Thevetia. Yccotli. Thevetia yccotli.
Thevetia. Yccotli.—Inhabiting the damp, hot valleys of the Mexican Cordilleras is a large tree belonging to the Apocynaceae, whose fruits are known by the natives as huesos o codos de fraile, or friar's elbow bones, and are used as a topical application in hemorrhoids. The tree is the Thevetia Yccotli A. DC. In the seeds Herrera found a glucoside, thevetin. (A. J. P., 1877, 145.) Closely allied to T. Yccotli is T. nereifolia Juss., a tree which probably grows also in Mexico, but has been found by botanists chiefly, if not solely, in the West Indian Islands, Colombia, Peru and other parts of South America. De Vrij very many years ago discovered in its seeds a glucoside which was closely studied by Bias. (Neues Jahrb. f. Pharmacie, Bd. xxxiv, 1854, 1.) He gave it the name of thevetin and the formula C54H84O24 and believed it to be identical with cerberin, previously found by Oudemann in Cerbera Odallam Ham., also an apocynaceous plant, but Plugge (A Pharm., 1893, 10) after a thorough study found that cerberin was not identical with either tanghinin or thevetin. With the former it is isomeric, showing the same percentage composition, but has different crystalline form and melting point—cerberin 192° C. (377.6° F.), tanghinin 182° C. (359.6° F.). From thevetin it differs not only in composition, but in the nature of the decomposition products. Cerberin, C27H40O8, is decomposed into cerberetin, C19H26O4, a citron-yellow amorphous powder melting at 85.5° C. (186° F.), and glucose, while thevetin, C54H84O24, is split into theveresin, C48H70O17, a white powder, and glucose.
Merck (Jahresb. fur, 1892, 57) described a glucoside cerberin to which he gives the formula C25H38O12, which name he changed to cerberid in 1911. He states that it was obtained from a Mexican plant, probably Thevetia Yccotli. Whether this glucoside is identical with the thevetin of Bias cannot be definitely stated. Bias found that the thevetin of De Vrij boiled in diluted sulphuric acid splits into glucose and theveresin, which has the formula C48H70O17. Thevetin occurs in minute crystals, odorless, of a bitter taste, slightly soluble in cold water (twelve parts), freely so in boiling water, diluted and strong alcohol, acetic acid, insoluble in ether. Its most characteristic reaction appears to be its dissolving in concentrated sulphuric acid, with the production of a reddish-brown color, changing to a cherry-red, and after some hours to a violet color. In commerce it occurs as a yellowish-white, amorphous bitter powder, easily soluble in water and alcohol. Theveresin is only slightly soluble in boiling water. These substances are active poisons. Thevetosin, a crystalline glucoside, was made by Herrera from the seeds of T. Yccotli. It is a cardiac poison. (M. R., 1911.) A number of cases of poisoning by the seeds of the East Indian thevetia has occurred; the symptoms have been repeated vomiting, a slow, very feeble pulse, delirium, convulsive movements and coma. The physiological action of the thevetin from T. nereifolia has been investigated chiefly by Konig. (A. E. P. P., Bd. v, 228.)

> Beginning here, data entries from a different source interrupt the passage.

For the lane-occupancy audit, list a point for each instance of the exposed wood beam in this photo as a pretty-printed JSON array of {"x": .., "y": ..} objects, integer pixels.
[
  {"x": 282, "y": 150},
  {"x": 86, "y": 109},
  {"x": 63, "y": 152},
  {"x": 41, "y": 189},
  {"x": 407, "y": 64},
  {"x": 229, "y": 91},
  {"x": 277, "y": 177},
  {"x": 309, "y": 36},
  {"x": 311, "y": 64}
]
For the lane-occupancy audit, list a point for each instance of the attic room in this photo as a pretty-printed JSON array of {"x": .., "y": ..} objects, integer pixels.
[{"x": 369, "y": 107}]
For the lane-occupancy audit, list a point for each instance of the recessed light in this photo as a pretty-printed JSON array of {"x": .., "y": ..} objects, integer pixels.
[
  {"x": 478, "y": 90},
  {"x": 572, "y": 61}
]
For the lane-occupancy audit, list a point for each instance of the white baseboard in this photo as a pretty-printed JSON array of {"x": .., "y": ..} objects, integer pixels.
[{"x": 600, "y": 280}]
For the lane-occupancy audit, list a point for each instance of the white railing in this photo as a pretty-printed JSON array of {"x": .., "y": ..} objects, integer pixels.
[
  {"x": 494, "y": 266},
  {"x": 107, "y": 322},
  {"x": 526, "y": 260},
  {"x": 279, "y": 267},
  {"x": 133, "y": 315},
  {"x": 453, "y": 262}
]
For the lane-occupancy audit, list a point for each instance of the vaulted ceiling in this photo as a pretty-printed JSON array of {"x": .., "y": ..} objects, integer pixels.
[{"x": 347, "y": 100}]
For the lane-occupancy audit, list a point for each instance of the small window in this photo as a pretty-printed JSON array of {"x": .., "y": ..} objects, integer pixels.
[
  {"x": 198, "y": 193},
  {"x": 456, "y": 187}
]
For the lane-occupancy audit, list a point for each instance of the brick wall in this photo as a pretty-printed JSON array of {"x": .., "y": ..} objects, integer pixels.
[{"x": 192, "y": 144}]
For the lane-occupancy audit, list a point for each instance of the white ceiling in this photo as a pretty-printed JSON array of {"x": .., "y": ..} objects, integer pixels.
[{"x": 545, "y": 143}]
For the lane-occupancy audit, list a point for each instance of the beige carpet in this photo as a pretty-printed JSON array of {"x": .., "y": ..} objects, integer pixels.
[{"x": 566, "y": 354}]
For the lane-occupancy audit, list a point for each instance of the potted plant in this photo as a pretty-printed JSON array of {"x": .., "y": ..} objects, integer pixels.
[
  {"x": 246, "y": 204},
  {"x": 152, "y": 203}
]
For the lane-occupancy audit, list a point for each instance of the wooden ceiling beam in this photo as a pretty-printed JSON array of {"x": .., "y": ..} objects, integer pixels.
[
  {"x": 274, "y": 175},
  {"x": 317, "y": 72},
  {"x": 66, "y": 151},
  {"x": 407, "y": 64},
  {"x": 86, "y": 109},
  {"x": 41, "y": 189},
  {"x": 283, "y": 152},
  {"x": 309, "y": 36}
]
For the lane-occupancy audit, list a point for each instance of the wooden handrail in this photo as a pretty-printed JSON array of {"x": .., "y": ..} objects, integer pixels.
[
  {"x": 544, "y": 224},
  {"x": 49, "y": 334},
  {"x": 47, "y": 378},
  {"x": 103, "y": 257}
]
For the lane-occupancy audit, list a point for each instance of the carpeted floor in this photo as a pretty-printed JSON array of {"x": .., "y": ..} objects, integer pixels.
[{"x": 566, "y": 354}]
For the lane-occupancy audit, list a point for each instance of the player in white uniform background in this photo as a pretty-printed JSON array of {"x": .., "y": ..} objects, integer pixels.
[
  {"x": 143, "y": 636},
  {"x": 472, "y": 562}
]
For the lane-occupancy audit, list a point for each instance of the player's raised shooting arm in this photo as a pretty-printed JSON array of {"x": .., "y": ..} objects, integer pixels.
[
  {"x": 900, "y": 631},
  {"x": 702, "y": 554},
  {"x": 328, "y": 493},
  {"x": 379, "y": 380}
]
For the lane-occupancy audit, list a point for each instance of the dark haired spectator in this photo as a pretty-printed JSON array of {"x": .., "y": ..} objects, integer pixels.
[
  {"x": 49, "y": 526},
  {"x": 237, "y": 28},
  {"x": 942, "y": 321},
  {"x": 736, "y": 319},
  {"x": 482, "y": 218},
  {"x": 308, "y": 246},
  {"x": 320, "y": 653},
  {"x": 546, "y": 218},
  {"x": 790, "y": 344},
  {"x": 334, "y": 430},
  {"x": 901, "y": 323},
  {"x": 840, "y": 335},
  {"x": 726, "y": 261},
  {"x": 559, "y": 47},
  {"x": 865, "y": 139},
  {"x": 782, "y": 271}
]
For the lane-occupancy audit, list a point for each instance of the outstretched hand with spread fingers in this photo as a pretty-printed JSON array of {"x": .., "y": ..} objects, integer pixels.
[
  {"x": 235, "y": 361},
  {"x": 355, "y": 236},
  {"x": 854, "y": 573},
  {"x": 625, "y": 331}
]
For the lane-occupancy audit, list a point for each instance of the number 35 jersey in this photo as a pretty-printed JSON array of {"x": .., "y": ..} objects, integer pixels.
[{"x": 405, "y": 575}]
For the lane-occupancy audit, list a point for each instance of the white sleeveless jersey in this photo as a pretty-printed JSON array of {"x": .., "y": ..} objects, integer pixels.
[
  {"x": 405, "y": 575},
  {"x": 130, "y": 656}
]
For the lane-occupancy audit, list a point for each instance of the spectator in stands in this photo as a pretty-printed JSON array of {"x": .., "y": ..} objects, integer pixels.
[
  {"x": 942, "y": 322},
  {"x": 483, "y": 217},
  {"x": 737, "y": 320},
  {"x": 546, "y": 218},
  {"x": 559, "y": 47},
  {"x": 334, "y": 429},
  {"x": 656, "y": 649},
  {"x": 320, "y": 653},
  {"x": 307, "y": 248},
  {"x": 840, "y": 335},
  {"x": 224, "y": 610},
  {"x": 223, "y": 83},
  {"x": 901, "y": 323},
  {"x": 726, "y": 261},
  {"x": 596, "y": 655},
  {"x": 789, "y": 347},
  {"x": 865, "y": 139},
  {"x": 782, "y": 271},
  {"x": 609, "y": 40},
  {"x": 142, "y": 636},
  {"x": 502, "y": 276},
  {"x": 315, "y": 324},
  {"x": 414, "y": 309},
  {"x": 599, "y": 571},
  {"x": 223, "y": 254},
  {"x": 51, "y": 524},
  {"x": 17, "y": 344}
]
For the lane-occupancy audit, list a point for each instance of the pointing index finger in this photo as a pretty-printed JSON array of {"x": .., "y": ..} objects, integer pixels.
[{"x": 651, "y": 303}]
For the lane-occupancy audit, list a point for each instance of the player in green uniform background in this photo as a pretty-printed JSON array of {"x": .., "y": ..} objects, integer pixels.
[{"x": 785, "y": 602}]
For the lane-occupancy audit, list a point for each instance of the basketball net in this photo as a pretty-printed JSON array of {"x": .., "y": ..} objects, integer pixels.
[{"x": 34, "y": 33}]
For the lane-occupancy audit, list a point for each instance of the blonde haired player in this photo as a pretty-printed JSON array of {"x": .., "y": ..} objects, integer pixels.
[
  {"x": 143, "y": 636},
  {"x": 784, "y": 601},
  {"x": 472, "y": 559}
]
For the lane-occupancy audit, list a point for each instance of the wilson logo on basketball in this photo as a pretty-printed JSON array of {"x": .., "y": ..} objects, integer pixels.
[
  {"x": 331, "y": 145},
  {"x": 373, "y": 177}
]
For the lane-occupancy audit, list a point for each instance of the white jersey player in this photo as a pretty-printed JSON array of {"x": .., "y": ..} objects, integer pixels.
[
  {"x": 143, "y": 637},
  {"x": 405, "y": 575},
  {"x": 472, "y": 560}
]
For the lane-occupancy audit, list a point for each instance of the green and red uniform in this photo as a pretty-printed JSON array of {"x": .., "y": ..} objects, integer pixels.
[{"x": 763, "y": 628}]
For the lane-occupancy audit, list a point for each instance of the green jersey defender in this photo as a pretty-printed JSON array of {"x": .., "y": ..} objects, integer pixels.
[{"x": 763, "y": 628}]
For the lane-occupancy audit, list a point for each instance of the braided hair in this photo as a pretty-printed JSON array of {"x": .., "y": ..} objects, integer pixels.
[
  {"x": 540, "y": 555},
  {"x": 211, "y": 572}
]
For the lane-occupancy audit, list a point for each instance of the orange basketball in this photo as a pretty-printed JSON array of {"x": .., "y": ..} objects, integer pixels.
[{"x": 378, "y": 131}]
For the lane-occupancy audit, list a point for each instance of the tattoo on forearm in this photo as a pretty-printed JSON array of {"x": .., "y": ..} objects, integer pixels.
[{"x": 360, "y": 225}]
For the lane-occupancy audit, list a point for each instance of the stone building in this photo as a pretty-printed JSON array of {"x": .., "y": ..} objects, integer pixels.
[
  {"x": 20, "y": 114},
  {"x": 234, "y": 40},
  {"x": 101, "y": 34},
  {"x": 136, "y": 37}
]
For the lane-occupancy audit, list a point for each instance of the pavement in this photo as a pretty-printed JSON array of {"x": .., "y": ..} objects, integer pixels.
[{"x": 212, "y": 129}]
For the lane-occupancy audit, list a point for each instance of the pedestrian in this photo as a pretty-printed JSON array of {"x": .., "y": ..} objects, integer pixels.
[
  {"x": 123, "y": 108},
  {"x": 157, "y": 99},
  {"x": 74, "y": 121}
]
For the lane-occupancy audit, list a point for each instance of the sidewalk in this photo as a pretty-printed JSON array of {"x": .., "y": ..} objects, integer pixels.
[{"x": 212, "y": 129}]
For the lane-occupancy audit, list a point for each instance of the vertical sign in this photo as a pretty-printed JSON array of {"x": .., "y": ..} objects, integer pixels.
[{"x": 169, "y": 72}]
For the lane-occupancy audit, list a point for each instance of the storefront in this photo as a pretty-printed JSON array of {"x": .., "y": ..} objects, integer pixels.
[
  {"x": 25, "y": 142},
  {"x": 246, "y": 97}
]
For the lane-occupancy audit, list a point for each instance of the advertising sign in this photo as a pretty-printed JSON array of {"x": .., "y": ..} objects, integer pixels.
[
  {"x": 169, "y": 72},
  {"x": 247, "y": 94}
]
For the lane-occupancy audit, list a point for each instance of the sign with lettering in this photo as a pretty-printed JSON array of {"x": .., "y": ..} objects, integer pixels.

David Cerna finds that the glucoside of T. Yccotli (P. M. T., ix, 396) with sulphuric acid affords a clear greenish-yellow solution gradually passing to brown and brownish-violet and finally becoming a permanent cherry-brown color, which changes on the addition of potassium bicarbonate to an emerald-green; also that it is in moderate doses stimulant both to the circulation and respiration, but finally paralyzes the heart muscle and the respiratory apparatus; that it causes cerebral convulsions and spinal paralysis, abolishing sensation and reflex activity before voluntary movement by an influence upon the sensory nerves or spinal tract. Zotos N. Zotos (In. Dis., Dorpat, 1892) states that cerberin belongs physiologically to the digitalin group.
The Dispensatory of the United States of America, 1918, was edited by Joseph P. Remington, Horatio C. Wood and others.